The "Umm al-Mahare Mosque [meaning "Mother of All Battles Mosque"] on the outskirts of Baghdad has four outer minarets, shaped like Kalashkinov assault rifles, and four inner minarets shaped like Scud missiles. The surrounding reflecting pool is shaped like the Arab world. The mosque also featured a Koran written in Saddam's blood (28 liters, said to have been donated over two years). The "Al-Rahman Mosque" [meaning "the most merciful"] featured no fewer than 14 domes, and was schedule to be completed in 2004. The "Saddam the Great Mosque" was a construction site with skeletal columns, and was schedule to be completed in 2015.

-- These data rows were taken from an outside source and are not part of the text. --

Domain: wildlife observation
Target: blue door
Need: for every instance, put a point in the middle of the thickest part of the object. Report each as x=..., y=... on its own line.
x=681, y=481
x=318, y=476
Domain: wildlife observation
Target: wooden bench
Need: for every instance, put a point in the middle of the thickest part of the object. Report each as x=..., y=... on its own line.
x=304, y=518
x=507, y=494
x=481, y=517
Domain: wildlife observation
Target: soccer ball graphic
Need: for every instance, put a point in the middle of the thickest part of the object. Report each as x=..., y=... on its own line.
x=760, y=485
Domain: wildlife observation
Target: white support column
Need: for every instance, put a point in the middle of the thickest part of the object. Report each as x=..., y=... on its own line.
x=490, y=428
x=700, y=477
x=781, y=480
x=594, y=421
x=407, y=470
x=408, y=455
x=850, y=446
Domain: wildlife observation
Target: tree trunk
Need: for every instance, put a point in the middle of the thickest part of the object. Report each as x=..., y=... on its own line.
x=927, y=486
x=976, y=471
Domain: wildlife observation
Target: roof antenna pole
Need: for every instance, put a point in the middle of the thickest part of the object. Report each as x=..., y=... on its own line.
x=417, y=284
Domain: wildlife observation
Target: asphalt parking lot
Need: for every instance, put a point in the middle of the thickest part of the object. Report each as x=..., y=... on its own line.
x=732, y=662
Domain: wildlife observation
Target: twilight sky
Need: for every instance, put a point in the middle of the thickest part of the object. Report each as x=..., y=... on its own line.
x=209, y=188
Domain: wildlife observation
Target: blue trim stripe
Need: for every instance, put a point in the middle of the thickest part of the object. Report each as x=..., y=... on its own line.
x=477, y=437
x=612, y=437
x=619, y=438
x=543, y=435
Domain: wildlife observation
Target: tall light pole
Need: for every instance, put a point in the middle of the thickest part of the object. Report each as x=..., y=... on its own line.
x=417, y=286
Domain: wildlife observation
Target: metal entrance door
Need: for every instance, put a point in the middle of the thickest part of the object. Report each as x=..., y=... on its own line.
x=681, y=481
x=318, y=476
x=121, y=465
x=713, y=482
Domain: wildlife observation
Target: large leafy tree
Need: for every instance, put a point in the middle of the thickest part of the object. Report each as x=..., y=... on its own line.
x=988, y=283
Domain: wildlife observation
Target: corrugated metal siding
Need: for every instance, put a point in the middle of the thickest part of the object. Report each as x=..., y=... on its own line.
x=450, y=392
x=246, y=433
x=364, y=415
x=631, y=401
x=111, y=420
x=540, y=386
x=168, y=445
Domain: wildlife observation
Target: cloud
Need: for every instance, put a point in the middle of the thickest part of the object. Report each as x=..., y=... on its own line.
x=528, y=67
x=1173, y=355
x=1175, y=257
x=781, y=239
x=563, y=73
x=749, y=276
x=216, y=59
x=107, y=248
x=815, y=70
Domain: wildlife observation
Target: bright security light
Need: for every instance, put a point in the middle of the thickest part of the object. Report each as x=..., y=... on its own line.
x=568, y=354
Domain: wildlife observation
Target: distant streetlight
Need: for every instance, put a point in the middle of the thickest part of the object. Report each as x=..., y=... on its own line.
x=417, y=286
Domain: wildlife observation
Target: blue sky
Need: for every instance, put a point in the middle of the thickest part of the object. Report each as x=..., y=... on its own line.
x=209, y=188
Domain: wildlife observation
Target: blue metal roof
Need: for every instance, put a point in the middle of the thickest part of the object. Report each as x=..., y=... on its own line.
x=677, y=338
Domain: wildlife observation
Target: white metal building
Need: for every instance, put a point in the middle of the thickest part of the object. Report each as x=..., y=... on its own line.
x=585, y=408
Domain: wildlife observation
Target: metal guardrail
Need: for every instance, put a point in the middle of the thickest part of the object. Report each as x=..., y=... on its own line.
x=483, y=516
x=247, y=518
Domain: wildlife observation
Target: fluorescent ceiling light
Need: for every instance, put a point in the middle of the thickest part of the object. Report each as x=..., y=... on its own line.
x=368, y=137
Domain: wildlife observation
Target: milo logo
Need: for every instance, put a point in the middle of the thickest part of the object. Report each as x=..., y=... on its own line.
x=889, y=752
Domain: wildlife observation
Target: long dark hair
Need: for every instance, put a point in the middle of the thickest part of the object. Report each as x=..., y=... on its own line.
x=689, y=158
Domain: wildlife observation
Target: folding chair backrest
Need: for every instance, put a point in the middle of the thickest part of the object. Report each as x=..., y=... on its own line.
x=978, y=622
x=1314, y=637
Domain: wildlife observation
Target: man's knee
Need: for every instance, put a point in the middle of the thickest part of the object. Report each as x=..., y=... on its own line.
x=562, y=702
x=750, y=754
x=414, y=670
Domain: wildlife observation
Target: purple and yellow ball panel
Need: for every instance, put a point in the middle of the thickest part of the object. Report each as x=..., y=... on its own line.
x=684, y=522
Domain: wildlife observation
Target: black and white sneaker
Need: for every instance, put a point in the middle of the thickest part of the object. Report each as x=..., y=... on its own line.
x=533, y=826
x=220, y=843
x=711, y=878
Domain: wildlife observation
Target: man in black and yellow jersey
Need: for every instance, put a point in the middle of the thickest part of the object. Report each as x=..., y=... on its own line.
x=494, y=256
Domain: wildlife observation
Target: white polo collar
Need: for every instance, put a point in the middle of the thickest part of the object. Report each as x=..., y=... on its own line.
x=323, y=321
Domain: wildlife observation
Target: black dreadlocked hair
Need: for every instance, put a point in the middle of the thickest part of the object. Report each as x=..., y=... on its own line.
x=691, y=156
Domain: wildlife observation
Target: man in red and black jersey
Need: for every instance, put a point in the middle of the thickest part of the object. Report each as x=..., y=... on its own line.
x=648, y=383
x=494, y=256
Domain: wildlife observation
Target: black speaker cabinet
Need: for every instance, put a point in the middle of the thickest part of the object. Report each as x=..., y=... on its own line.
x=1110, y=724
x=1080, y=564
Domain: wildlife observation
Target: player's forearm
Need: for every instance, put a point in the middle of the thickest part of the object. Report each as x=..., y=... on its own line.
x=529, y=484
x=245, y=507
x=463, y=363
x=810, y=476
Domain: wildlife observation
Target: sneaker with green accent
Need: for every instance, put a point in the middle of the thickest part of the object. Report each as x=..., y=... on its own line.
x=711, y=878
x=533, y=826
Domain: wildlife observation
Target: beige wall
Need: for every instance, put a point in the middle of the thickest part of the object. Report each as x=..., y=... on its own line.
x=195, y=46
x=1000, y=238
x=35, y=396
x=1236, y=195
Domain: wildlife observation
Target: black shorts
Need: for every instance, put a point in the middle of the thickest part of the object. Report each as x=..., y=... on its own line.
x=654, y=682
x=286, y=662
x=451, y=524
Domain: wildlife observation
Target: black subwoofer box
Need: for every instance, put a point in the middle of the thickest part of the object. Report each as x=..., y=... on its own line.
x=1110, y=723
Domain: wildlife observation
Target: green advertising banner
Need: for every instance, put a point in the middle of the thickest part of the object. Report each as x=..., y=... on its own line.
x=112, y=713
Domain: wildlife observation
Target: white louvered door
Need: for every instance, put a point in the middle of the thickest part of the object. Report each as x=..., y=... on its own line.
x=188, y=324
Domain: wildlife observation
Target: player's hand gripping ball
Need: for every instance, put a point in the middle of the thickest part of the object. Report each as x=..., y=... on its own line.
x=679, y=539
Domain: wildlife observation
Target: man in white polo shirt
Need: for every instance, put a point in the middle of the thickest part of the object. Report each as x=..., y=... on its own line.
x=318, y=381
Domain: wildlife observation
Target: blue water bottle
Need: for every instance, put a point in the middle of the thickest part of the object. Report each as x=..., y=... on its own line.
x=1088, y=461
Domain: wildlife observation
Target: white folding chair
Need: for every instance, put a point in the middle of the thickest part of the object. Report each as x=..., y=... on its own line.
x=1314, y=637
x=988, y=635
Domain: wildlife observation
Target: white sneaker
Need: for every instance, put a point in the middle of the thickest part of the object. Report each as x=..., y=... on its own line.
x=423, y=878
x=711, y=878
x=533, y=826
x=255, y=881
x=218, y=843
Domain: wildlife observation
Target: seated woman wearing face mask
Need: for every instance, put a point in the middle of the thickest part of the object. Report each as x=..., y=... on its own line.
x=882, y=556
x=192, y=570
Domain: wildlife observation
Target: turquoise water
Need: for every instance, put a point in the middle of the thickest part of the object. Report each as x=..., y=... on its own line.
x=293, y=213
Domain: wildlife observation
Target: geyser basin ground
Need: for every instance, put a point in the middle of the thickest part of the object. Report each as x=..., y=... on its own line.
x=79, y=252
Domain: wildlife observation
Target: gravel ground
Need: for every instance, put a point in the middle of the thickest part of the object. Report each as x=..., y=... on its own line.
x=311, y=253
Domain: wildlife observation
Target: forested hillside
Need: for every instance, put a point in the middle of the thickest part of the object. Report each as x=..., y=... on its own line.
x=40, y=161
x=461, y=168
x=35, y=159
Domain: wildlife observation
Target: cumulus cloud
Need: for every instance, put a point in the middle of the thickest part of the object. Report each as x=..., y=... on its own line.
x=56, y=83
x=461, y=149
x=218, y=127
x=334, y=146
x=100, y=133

In October 2000 Iraqi President Saddam Hussein toured several construction sites in Baghdad, in a series of public appearances intended to refute press claims that his health had deteriorated and that was unable to rule effectively. Saddam Hussein visited the "al-Rahman Mosque" site which he ordered to be built in the "horse-race area" in al-Mansour district and the "Saddam Mosque" site had been under construction at the old Baghdad airport since 1998.
Following the major combat phase of Operation Iraqi Freedom, the Saddam Mosque was renamed the Al Rahman mosque. The Shiite Hawza assumed control of the mosque within days after the regime fell. In April 2003 Shiite Muslims held prayers at the al-Rahman mosque, still under construction in Baghdad's al-Mansour neighborhood, and chanted in one voice, "Muslims. Not Sunnis or Shiites." In 1999 Saddam Hussein began construction of what was intended to be the largest mosque ever -- on a 100 acre site, as big as two football fields, 20 stories high, with 64 domes.
As of late 2002, three mosques were being built by Saddam in Baghdad. The first one, the Umm al-Ma'arik mosque -- translated as the Mother of All Battles mosque -- was completed in April 2001 in time for Saddam Hussein's birthday. The blue and white Umm al-Ma'arik mosque's four minarets are each 43 meters tall and meant to represent the 43 days of conflict with US that occured during Desert Storm. Each reportedly eerily looks similar to a Scud missile in shape. Another minaret at the site is also reported to be 37 meters tall to symbolize the 1937 or Saddam's birth-year. The Umm al-Ma'arik mosque also comes comlete with a Arab world-shaped pool ladden with a a 24 feet-wide mosaic of Saddam's thumbprint and a glass display of 605 pages of Koran written in a mixture of Saddam's blood, ink and preservatives.
The other mosques under construction in Baghdad are the Arahman and Saddam mosques. The Arahman mosque is due to be finished in two years and the Saddam mosque in 2015. The al-Rahman mosque is being buit in the horse-race area of the al-Mansour district in Baghdad.
The skeleton of the Saddam mosque was already up by 2003. When completed, the structure was to be a replica of the Umm al-Ma'arik mosque, but five times larger and will thus be the third biggest in the world after those of Mecca and Medina. The Saddam mosque was being built on the land previously occupied by the old airport of Baghdad. Construction on that site reportedly began in 1998.